Verification of data

Any recorded information should be verified against the information accompanying the original.


Backup

A digitization project must include a back up plan for all the processed images and data for disaster recovery if media fails or during computer crashes. Backup is important at every stage where there is modification of images to avoid redoing previously accomplished stages.
Therefore, backup must be done after scanning, cleaning, colour correction and quality control.

A final backup for all the finished images must be done on durable media that allows easy access such on hard drives or DVDs. Frequent migration to new media that are compatible with the existing software must be done to guarantee accessibility in the future.

Privileges

Deletion privileges must be assigned to one person charged with managing the flow of images. This reduces random deletion of images that can lead to substantive rework of otherwise complete work. For consistency purposes the same person should perform backup tasks and folder creation. With a large digitization project and team, this cannot be overemphasized.

Metadata Creation

Metadata for the digital images should be readily available so that quality control can be done for both image quality and the metadata. This is a system that creates indexes that work together, where descriptive information about the item that will be of interest to the patron e.g. title, description and format will be generated and organized. Dublin Core Metadata format consists of 15 elements identified as basic descriptive elements for electronic resources. The core fields in this system include: title, identifier, publisher, creator, date, subject, description and type. Other fields are optional and include: coverage (temporal), coverage (spatial), relation, format, source, contributor, language and rights. Technical image metadata such as format, resolution, size, etc. and capture details (e.g. creation date) can be noted throughout the scanning process as the relevant information becomes available.

For digitized images and metadata, appropriate software should be selected. It should satisfy the following criteria which is considered for any database management system to be used in such a project:

- The database should allow for searching using the available fields.

- It should support sorting of information in many ways based on criteria that a user may choose.

- It should be easy to learn and use, flexible and simple.

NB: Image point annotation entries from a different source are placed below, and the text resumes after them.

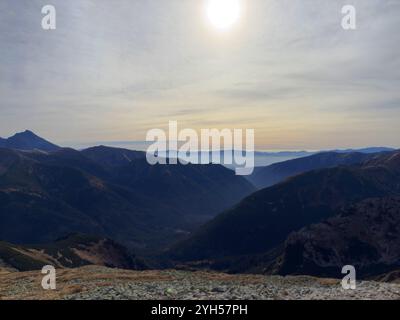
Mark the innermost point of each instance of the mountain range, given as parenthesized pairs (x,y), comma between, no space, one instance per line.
(311,215)
(109,192)
(27,140)
(262,225)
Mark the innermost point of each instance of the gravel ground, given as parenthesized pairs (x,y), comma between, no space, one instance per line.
(99,283)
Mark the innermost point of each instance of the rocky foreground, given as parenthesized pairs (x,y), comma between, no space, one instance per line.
(94,283)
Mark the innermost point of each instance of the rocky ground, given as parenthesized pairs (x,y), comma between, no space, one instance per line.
(91,283)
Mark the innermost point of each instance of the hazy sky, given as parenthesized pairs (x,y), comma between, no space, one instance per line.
(114,69)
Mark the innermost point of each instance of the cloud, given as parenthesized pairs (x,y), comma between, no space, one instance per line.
(111,70)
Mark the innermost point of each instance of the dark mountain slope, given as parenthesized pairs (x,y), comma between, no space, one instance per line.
(265,219)
(267,176)
(70,252)
(44,195)
(195,190)
(112,157)
(27,140)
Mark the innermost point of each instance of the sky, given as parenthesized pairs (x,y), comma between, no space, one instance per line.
(112,70)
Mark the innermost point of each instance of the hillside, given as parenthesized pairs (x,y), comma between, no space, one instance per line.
(27,140)
(265,219)
(264,177)
(99,283)
(365,235)
(70,252)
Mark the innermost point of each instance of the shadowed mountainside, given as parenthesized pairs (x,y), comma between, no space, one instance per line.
(109,192)
(265,219)
(27,140)
(70,252)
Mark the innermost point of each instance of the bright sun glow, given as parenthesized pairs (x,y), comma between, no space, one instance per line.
(223,13)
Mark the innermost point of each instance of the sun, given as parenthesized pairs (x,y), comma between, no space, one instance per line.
(223,14)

- It should allow for definition of fields, and their size.

- It should be robust and be able to handle increasing amount of data.

- Records should be easily exportable to other programs such as spreadsheets, and should also allow for exporting and importing in DBF format.

- It should be relational, i.e. it should allow organization and access to data according to the relationships between data items without the need for any consideration of physical orientation and relationship. Relationships between data items are expressed by means of tables.

- It should generate thumbnails from images in a variety of formats

Follow up processes
These include re-filing of physical documents, storing images and adhering to physical image preservation policies of the institution.

• High standards of cleanliness must be maintained at all times within the digitization room with housekeeping being done on a daily basis.

• Strict filing procedures, tidiness and organization must be observed to ensure that documents do not mix up and get misplaced as this can cost a lot of hours to search and locate. Also strict naming conventions and filing of the imaged documents should be maintained to facilitate quick and easy retrieval.

• Environmental controls must be observed; air conditioners to be in place and must be dust free.

• Security measures must be in place to protect the documents from theft and unauthorized access. Anti-intruder alarm systems must be installed.